Prize winning member X2
Location
London
I think you've over estimated the speed of the van. Clicking through frame by frame from from 19 to 20 seconds, the front wheels are about 0.75m from the end of the painted triangle. At 20 seconds the rear wheels have just passed the triangle. Within this time frame the van has travelled it's wheelbase (mercedes sprinter) 3.1m + 2.0m (in reality only 1.0m but i've added a metre in so as not to underestimate)= 5.1m/s or 11.4mph
Fantastic waste of time :okay: Well done :laugh:
 

Ajax Bay

Guru
Location
East Devon
And the van's driver was preparing to stop/give way just beyond the cycle-path crossing because its driver could see a cyclist approaching fast and indicating, helpfully and for the avoidance of doubt, his intention to bear right, following the road with precedence. In the event the cyclist kept left so the van driver, who had an excellent view, proceeded. My effort to estimate the van's speed came out lower than 20mph with a significant possible error.
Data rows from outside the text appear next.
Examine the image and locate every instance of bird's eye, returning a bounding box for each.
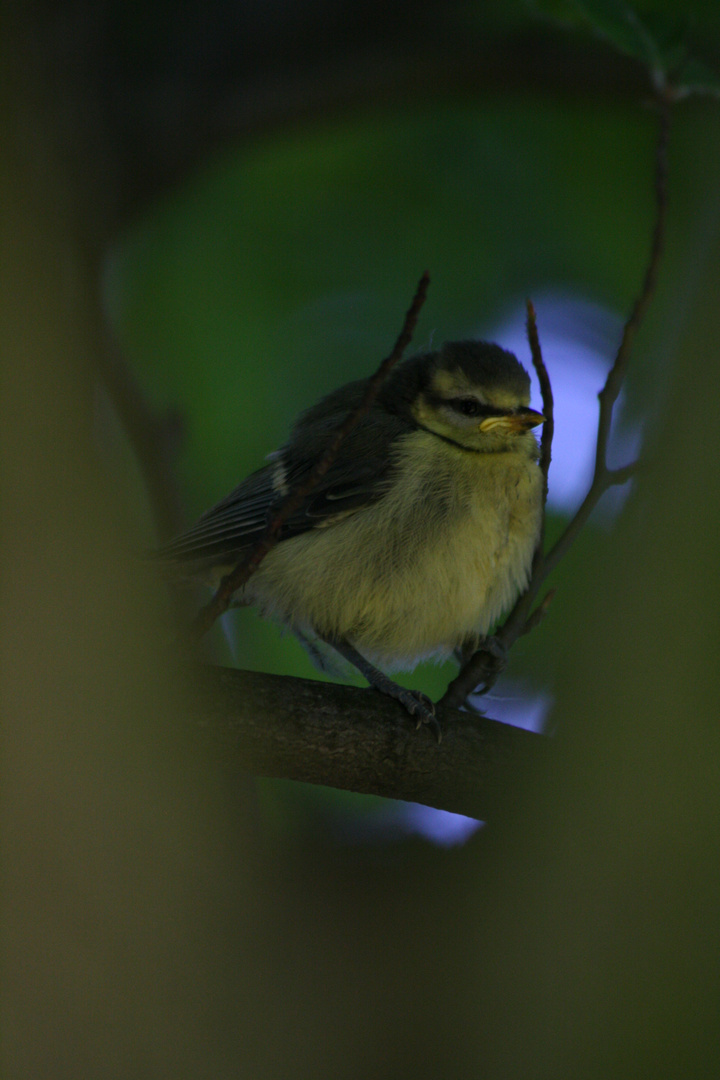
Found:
[450,397,485,416]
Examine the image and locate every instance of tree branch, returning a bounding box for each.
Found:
[441,87,674,707]
[187,665,551,820]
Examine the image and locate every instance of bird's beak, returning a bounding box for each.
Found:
[479,408,545,435]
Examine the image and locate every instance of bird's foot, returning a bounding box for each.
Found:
[328,640,443,743]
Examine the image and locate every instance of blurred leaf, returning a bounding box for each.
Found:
[531,0,720,91]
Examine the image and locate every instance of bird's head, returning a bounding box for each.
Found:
[382,341,545,455]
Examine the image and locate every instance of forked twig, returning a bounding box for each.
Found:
[441,89,673,708]
[190,271,430,639]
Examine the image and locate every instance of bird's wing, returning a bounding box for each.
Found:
[160,397,406,565]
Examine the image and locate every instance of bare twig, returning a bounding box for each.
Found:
[190,271,430,639]
[526,300,555,494]
[441,89,673,707]
[187,665,552,821]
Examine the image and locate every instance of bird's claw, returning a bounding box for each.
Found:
[403,690,443,743]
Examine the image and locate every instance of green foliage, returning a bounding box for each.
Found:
[526,0,720,97]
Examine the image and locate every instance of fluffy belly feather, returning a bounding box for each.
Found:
[243,432,542,669]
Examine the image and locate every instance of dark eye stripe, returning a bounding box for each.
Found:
[446,397,500,416]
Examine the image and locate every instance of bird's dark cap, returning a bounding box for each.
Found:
[379,341,530,407]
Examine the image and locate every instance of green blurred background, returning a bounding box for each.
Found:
[0,0,720,1080]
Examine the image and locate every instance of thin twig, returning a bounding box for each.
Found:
[441,89,673,707]
[190,271,430,639]
[526,300,555,494]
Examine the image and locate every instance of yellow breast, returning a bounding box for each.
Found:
[245,431,542,669]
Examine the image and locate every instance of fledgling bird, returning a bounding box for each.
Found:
[160,341,544,737]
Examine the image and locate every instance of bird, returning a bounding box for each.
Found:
[159,340,544,740]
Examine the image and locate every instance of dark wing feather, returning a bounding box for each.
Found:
[160,393,411,566]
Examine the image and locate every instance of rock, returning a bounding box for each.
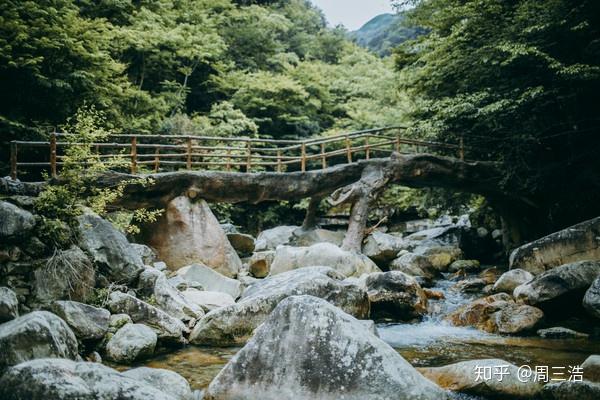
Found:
[0,287,19,323]
[130,243,157,265]
[106,324,157,364]
[140,196,242,278]
[108,314,133,333]
[0,311,77,374]
[205,296,446,400]
[51,301,110,340]
[122,367,193,400]
[509,217,600,275]
[494,268,533,294]
[190,267,369,345]
[248,251,275,278]
[32,246,96,305]
[419,359,542,399]
[108,292,186,343]
[541,381,600,400]
[446,293,544,334]
[0,359,177,400]
[448,260,480,272]
[514,261,600,317]
[154,275,204,321]
[271,243,381,276]
[77,213,144,283]
[177,264,242,299]
[362,231,405,265]
[227,233,254,256]
[581,354,600,383]
[254,226,299,251]
[537,326,590,339]
[290,229,346,247]
[583,276,600,318]
[181,288,235,312]
[0,201,36,242]
[365,271,427,321]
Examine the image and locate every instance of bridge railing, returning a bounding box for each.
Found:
[10,126,464,179]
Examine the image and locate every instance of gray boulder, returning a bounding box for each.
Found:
[254,226,299,251]
[419,359,542,399]
[190,267,369,345]
[540,381,600,400]
[122,367,193,400]
[0,359,177,400]
[0,287,19,323]
[205,296,447,400]
[514,261,600,315]
[0,311,77,374]
[365,271,427,321]
[583,275,600,318]
[509,217,600,275]
[494,268,534,294]
[0,201,36,241]
[106,324,157,364]
[271,243,381,277]
[108,292,186,343]
[78,213,144,283]
[51,301,110,340]
[177,264,242,299]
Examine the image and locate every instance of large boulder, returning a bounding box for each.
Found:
[106,324,157,364]
[154,275,204,321]
[271,243,381,276]
[493,268,533,294]
[0,287,19,324]
[108,292,186,343]
[365,271,427,321]
[540,381,600,400]
[181,288,235,312]
[290,229,346,247]
[509,217,600,275]
[514,261,600,317]
[78,213,144,283]
[0,201,36,242]
[122,367,193,400]
[254,226,299,251]
[0,359,178,400]
[177,264,242,299]
[0,311,77,374]
[419,359,542,399]
[205,296,447,400]
[583,275,600,318]
[51,301,110,340]
[362,231,405,265]
[190,267,369,345]
[446,293,544,334]
[140,196,242,277]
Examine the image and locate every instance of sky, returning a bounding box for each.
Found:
[311,0,394,31]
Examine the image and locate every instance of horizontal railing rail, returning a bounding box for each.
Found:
[10,126,464,179]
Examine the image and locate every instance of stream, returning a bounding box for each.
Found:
[132,279,600,399]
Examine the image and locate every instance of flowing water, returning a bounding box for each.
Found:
[136,279,600,399]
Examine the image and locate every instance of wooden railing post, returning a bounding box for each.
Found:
[186,138,192,171]
[131,136,137,174]
[154,147,160,173]
[246,141,252,172]
[346,136,352,164]
[50,132,56,178]
[300,143,306,172]
[10,142,17,180]
[277,150,282,172]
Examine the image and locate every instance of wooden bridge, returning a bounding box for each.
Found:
[10,126,464,179]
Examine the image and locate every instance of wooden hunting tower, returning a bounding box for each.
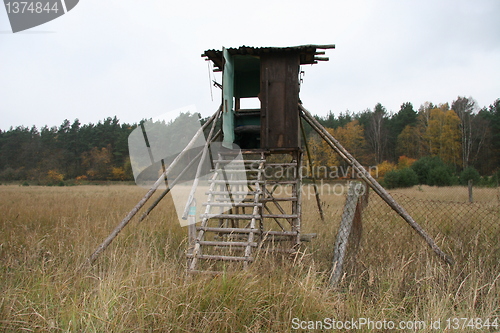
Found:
[202,45,334,150]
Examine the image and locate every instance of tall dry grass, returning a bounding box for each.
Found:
[0,186,500,332]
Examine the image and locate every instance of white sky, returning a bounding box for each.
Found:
[0,0,500,130]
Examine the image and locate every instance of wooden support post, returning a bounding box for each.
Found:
[330,182,363,287]
[299,104,454,265]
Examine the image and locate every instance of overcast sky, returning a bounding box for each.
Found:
[0,0,500,130]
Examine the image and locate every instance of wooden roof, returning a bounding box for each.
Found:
[201,44,335,70]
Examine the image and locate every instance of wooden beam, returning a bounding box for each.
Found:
[87,106,222,264]
[299,104,454,265]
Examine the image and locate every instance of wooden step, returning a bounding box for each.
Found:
[262,214,299,219]
[200,214,260,220]
[205,191,262,196]
[260,197,297,202]
[208,179,264,185]
[266,180,299,185]
[266,162,297,167]
[214,160,264,165]
[203,202,262,207]
[196,226,260,234]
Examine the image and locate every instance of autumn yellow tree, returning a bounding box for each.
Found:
[425,104,462,166]
[396,125,425,159]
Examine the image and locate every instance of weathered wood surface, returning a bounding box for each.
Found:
[88,108,221,264]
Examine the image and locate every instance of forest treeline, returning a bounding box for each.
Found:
[0,97,500,184]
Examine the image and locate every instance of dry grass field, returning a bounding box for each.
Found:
[0,185,500,332]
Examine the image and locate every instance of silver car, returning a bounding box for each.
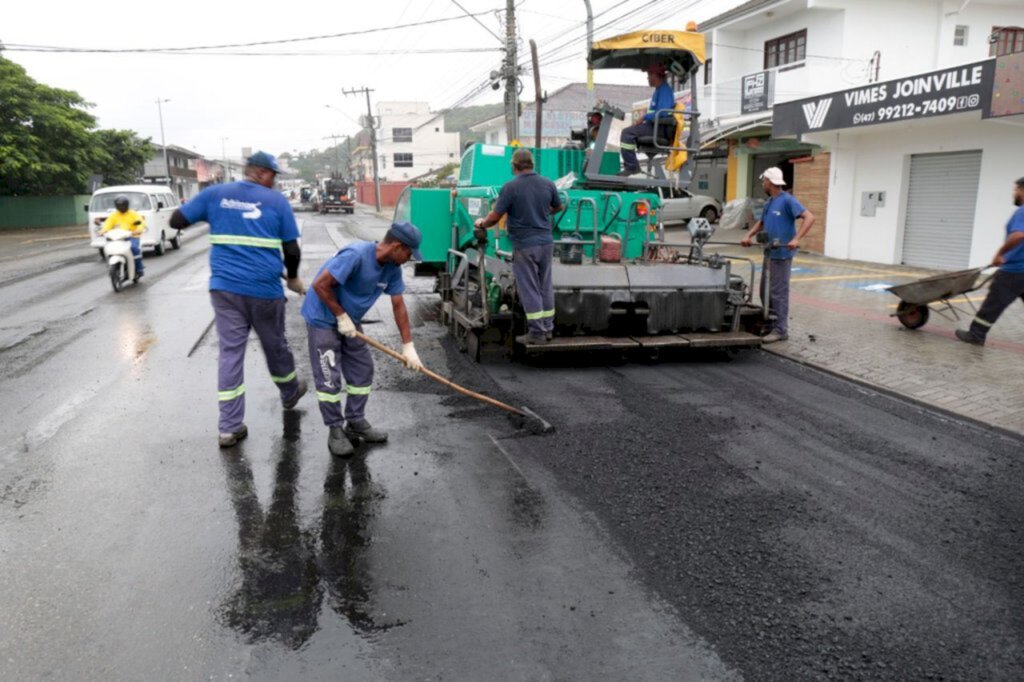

I reckon the cyclist and the van were approaching the junction at about the same speed (see video).
 

DRM

Guru
Location
West Yorks
For what it's worth, and I'll probably get flamed for suggesting this, in order to cross that road (I:e in front of the van) I think it would be safer if it was traffic light controlled, as you press the button, light goes red for traffic on the road, cyclist/pedestrian crosses over, even to turn left, if the other road users are anything like on one cycle lane near me, motor vehicles inevitably have their near side wheel inside the cycle lane, so I would also be very wary turning left too.
I think sooner rather than later, someone will get killed on that shambles of a cycle lane.